Qu'on soit coutumier ou pas de l'art de la fuite de Claire Denis, cette absence de cap a de quoi décontenancer. D'autant qu'en face, le cahiers des charges du survival en milieu stellaire est lui bel et bien rempli. Ainsi, chaque condamné répond à une fonction bien précise, du pilote à la savante folle : c'est simple, tout le casting de Mass Effect répond à l'appel, et l'absence de contrepoint à ces existences égarées peine à les rendre sympathiques. High Life ne nous épargne rien, ni la romance en sourdine, ni les surimpressions de femmes fertiles sur fond étoilé, ni les personnages écrans qui se contentent de faire avancer l'intrigue quand il le faut bien.
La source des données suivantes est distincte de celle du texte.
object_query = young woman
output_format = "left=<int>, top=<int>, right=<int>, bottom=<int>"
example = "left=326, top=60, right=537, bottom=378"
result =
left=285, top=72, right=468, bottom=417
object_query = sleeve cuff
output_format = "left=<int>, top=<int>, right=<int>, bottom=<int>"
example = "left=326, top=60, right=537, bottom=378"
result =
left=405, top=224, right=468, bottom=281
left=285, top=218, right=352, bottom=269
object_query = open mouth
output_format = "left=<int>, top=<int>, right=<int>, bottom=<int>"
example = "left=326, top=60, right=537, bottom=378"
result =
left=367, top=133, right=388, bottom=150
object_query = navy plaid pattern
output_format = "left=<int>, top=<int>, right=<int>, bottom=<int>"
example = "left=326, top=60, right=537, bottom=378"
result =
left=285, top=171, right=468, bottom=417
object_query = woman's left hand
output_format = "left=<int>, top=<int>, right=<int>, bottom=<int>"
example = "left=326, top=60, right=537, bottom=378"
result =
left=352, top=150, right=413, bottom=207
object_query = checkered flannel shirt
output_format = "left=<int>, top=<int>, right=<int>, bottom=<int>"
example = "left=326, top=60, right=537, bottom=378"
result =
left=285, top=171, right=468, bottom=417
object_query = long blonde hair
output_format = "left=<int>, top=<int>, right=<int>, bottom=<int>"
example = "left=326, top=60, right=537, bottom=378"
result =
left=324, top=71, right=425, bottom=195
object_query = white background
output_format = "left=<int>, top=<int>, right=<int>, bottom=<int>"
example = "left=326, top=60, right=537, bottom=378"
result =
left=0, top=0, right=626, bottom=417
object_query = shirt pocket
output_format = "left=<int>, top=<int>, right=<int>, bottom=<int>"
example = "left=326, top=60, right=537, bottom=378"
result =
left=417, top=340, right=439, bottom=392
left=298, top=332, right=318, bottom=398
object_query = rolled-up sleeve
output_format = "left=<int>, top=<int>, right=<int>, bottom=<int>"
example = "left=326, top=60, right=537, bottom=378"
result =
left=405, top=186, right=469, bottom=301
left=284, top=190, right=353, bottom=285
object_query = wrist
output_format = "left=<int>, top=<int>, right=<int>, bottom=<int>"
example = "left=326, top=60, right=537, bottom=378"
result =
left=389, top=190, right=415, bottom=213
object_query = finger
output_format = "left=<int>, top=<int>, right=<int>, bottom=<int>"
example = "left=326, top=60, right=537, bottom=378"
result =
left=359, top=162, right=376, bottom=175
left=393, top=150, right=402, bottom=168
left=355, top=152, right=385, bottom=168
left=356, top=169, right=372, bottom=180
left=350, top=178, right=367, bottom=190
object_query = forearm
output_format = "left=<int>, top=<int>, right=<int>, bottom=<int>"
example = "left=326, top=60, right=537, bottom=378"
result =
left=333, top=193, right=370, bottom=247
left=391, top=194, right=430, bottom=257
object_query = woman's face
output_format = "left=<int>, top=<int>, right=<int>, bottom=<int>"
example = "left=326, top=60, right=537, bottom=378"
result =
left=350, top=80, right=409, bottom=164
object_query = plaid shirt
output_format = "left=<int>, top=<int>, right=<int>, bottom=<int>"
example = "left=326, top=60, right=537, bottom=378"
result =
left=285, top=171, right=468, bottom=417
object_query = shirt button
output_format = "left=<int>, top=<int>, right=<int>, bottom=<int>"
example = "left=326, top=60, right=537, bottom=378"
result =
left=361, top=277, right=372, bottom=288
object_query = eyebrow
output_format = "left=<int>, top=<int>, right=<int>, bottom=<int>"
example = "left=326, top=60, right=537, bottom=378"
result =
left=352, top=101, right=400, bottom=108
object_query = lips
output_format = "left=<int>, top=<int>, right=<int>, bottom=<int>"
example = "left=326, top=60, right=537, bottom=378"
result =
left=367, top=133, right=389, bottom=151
Dans un moment de lucidité du scénario, Monte (très bon Robert Pattinson) soulève le corps inerte d'une autre condamnée pour la jeter dans l'espace, et, surpris de sa légèreté, s'exclame "c'est comme si tu n'étais pas là". Effectivement, la suite du film, tout en flash-backs assez habilement construits (mais tout aussi inutiles que le reste), nous le confirme : simple fantôme voué à disparaître dans un raccord foireux, elle n'a effectivement jamais été là.
On peine, d'un terreau à la fois si fragile et maladroit, à déterrer le sens de High Life. On pense d'abord à un embryon de réflexion sur les dérives pénitentiaires de nos sociétés modernes, mais l'europudding infâme imposé par une vague co-production Internationale (on y charrie de l'américain, de la française, de l'allemand et de la polonaise) renie tout ancrage géopolitique. On envisage ensuite une étude, plus modeste, des noirceurs de l'âme, que les qualités de portraitiste de Claire Denis interdisent heureusement : on ne transforme pas n'importe quel repris de justice en Anne Hathaway dans Interstellar. Ne reste que quelques bribes de paraboles un peu ringardes sur la sexualité comme noeud de l'existence, pulsion à la fois destructrice et créatrice. Mais Freud a déjà défriché ce terrain là, et non sans lourdeurs : High Life ne nous en épargne aucune, du viol à l'inceste, et le fait qu'elle soient émaillées de véritables moments de bravoure (scène de sexe quasi-païenne sur un godemichet, il fallait oser) ne les rend pas moins connes.
High Life s'apparente en réalité à un tout autre film, plus proche du relativement controversé Les Salauds, inséré au chausse-pied dans un bel écrin de science-fiction. Claire Denis fait ici la preuve de son talent de metteur en scène : l'image, à partir de peu de chose, parfois un simple truchement du numérique et du 16mm, infère plus de sens que ce qu'elle illustre. C'est un talent précieux qui ne trouve malheureusement pas propos à sa hauteur. Les lourdes conventions du genre ne servent pas non plus High Life, et on pense un peu hilare au nom de l'astrophysicien Aurélien Barrau pompeusement imprimé au générique d'un film qui s'ouvre sur la chute libre d'une clé anglaise dans l'espace. C'est beaucoup de cérémonie pour peu de chose : on peut y appliquer toute la rigueur scientifique du monde, au cinéma, moins par moins ne donne pas toujours plus. Comprendre : un drame médiocre maquillé en science-fiction lambda n'accouche que rarement d'un bon film.